KM: Why does he remain so influential to this day? Are we in a new era of tech-skepticism as a reaction to tech proliferation?

K: I think it’s because the situation worsens on nearly all levels. A climate scientist burned himself alive last year in a desperate act of protest against the fact that none of the world’s governments are willing to do even the minimal necessary things to avoid and/or mitigate the approaching climate apocalypse. Life is becoming empty and meaningless for millions. In the “Third World” people are feeling the catastrophic consequences of “First World’s” technological opulence. Microplastics and toxic chemicals are everywhere. The companies promising so-called green or sustainable energy solutions don’t have any convincingly real solutions. Artificial intelligence is not only getting scarier, but threatens millions of jobs worldwide. The surveillance and curtailing of individual freedoms are getting unbearable in most “developed countries”. The system of technology is tightening its grip, and it is inevitable that people will have adverse reactions to it, first only to the particulars and eventually to the totality of it. When you see that voting doesn’t work, that doing things within the framework of the system is fruitless, any sane person begins to question the system, and the system we live under itself is technology.

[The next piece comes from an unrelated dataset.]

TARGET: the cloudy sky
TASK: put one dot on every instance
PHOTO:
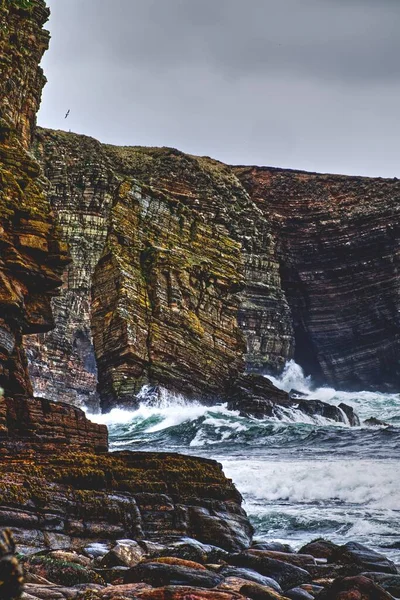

KM: How do you see his legacy developing – will his following keep growing, and will they become stronger and more influential?

K: As stated in the answer to the previous question, I can only see his influence expanding due to societal and ecological conditions. That said, I don’t see him gaining a following as a person, it’s more that I can see the anti-tech and anti-civilization views proliferating and his views together with them, at most being an entry point due to his high publicity. Honestly, I don’t like the prospect of a future personality cult around him, because that only brings in people who are uncritical worshippers and lack the capability to think on their own. I don’t think of myself as his follower, more as someone who recognises the value of his contributions more than the value of him as a person, and from experience in talking with likeminded people can confirm this is how most of us look at him. If a personality cult ever emerges it will be from the right.